Trinidad and Tobago PM claims election victory for ruling party

  • World
  • Tuesday, 11 Aug 2020

FILE PHOTO: Trinidad and Tobago's Prime Minister Keith Rowley speaks during an agreement-signing ceremony between Trinidad and Tobago and Venezuelan state oil company PDVSA at Miraflores Palace in Caracas, Venezuela August 25, 2018. Miraflores Palace/Handout via REUTERS

PORT OF SPAIN (Reuters) - Trinidad and Tobago Prime Minister Keith Rowley claimed victory for his ruling party in a general election on Monday, appearing to secure a second term despite concern over the coronavirus, migration and recession in the energy-rich Caribbean country.

Preliminary results showed the ruling People's National Movement (PNM) won 22 of the 41 electoral seats, while the opposition United National Congress (UNC) led by former prime minister Kamla Persad-Bissessar won 19 seats.

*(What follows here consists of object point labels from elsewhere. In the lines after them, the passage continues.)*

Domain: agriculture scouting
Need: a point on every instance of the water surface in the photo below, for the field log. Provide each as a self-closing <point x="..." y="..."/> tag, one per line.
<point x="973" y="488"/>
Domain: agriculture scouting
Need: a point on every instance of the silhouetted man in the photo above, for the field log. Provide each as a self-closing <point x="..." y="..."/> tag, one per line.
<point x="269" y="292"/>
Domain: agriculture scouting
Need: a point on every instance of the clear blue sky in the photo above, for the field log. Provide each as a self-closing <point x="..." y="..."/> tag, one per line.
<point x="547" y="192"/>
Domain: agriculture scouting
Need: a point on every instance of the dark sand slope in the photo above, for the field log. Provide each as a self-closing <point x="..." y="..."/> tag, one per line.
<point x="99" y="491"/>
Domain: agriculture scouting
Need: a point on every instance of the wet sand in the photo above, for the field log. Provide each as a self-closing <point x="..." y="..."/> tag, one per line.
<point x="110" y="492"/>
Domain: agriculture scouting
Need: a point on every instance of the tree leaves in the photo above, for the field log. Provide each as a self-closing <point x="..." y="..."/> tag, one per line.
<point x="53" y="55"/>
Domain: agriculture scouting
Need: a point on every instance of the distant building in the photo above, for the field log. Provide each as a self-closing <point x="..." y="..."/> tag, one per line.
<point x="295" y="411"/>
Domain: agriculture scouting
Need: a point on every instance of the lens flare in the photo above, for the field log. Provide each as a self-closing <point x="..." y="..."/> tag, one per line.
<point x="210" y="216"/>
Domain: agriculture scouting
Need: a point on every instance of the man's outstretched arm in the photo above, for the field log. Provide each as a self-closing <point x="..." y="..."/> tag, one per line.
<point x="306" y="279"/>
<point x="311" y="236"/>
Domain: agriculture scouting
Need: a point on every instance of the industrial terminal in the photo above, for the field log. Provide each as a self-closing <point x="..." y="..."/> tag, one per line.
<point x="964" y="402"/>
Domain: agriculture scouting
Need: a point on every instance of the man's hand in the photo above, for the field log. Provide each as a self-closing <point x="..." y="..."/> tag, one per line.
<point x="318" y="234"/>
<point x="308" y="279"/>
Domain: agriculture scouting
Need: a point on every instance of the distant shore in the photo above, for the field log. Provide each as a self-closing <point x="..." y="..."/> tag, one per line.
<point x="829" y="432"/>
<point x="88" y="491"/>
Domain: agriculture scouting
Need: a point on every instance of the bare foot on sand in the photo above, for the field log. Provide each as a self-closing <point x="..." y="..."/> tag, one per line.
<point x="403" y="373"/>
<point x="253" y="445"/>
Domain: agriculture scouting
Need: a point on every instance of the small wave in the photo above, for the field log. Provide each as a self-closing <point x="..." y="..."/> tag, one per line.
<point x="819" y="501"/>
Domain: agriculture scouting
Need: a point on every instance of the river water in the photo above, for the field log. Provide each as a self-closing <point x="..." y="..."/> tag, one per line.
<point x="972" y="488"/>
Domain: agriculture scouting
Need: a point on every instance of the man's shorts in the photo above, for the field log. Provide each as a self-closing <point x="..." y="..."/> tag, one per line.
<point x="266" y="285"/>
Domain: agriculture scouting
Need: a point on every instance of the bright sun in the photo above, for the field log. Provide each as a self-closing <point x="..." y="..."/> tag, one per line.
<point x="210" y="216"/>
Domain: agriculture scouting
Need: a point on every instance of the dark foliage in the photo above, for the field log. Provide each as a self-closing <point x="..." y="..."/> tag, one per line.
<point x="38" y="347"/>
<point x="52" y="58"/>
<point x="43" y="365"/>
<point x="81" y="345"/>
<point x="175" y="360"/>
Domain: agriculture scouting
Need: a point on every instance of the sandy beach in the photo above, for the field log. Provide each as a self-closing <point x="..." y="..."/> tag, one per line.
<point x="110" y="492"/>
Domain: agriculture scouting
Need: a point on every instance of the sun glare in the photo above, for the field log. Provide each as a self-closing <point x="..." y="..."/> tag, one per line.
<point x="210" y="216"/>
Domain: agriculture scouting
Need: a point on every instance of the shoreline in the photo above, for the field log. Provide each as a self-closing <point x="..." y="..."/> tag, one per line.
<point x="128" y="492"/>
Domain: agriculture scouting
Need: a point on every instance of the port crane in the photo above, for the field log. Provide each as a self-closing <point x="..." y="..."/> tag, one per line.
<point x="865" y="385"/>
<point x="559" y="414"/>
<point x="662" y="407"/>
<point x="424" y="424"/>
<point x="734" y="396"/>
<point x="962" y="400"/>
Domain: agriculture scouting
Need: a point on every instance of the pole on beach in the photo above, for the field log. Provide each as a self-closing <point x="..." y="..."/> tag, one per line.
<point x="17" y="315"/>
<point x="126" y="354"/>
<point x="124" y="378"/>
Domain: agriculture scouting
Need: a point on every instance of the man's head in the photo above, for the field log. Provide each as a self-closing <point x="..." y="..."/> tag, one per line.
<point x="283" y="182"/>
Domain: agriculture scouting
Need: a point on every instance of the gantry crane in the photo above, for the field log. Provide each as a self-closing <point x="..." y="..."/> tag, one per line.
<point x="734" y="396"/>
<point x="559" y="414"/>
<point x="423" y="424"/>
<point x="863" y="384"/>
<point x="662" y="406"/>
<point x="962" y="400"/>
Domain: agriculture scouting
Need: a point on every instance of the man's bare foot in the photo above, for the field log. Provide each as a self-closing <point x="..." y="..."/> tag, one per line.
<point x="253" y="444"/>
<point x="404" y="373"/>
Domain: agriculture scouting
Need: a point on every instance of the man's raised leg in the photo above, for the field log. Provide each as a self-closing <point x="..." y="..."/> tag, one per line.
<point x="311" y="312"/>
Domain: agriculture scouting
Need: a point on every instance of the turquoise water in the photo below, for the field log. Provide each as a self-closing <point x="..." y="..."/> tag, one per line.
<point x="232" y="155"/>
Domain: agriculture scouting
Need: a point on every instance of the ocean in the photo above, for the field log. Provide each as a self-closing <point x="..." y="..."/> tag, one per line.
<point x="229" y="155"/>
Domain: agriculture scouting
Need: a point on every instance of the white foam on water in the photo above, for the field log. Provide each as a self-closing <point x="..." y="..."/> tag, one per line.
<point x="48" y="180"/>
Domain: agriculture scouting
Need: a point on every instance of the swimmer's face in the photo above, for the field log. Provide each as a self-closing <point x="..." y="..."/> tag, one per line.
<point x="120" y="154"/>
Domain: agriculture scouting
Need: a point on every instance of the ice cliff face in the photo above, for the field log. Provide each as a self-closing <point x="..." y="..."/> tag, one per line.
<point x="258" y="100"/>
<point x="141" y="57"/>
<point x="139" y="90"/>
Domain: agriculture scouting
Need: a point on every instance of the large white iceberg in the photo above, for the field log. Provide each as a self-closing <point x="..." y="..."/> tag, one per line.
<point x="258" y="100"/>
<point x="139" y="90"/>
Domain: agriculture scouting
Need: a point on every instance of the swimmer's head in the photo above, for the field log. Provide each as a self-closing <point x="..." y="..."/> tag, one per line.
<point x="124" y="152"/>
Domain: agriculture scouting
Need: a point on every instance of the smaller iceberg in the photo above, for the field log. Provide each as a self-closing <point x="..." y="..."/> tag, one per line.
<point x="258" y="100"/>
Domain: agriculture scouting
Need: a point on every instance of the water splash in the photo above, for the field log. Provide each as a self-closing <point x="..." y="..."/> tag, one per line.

Official results are expected on Tuesday.

"In a most difficult situation, we have once again been called to the service of the people of Trinidad and Tobago," Rowley told reporters late on Monday.

The election campaign in the twin island nation of 1.3 million people was overshadowed by the novel coronavirus pandemic, with traditional, colorful political rallies replaced by streamed rallies and noisy motorcades.

Trinidad and Tobago, which has been officially closed to travel since March, has registered a relatively low total of 280 cases of the virus and 8 deaths - a fact the ruling PNM heralded as testament to its successful handling of the outbreak.

Yet, like in many countries worldwide, the number of cases has jumped again since it started easing initial lockdown measures. It currently has 134 active cases.

Moreover, the opposition UNC has criticized Rowley's government for requiring nationals who did not return to the country before the border closure to obtain exemptions to travel home.

The party also accused the government of not protecting borders and allowing thousands of Venezuelans, fleeing their country's economic collapse, to enter illegally.

Trinidad and Tobago's own economy has not fared well of late, contracting seven out of the last 10 years largely due to lower energy prices.

The ruling party has said it will continue to seek to diversify the economy by boosting exports of energy services, digitalising services to improve ease of business and providing support to the private sector.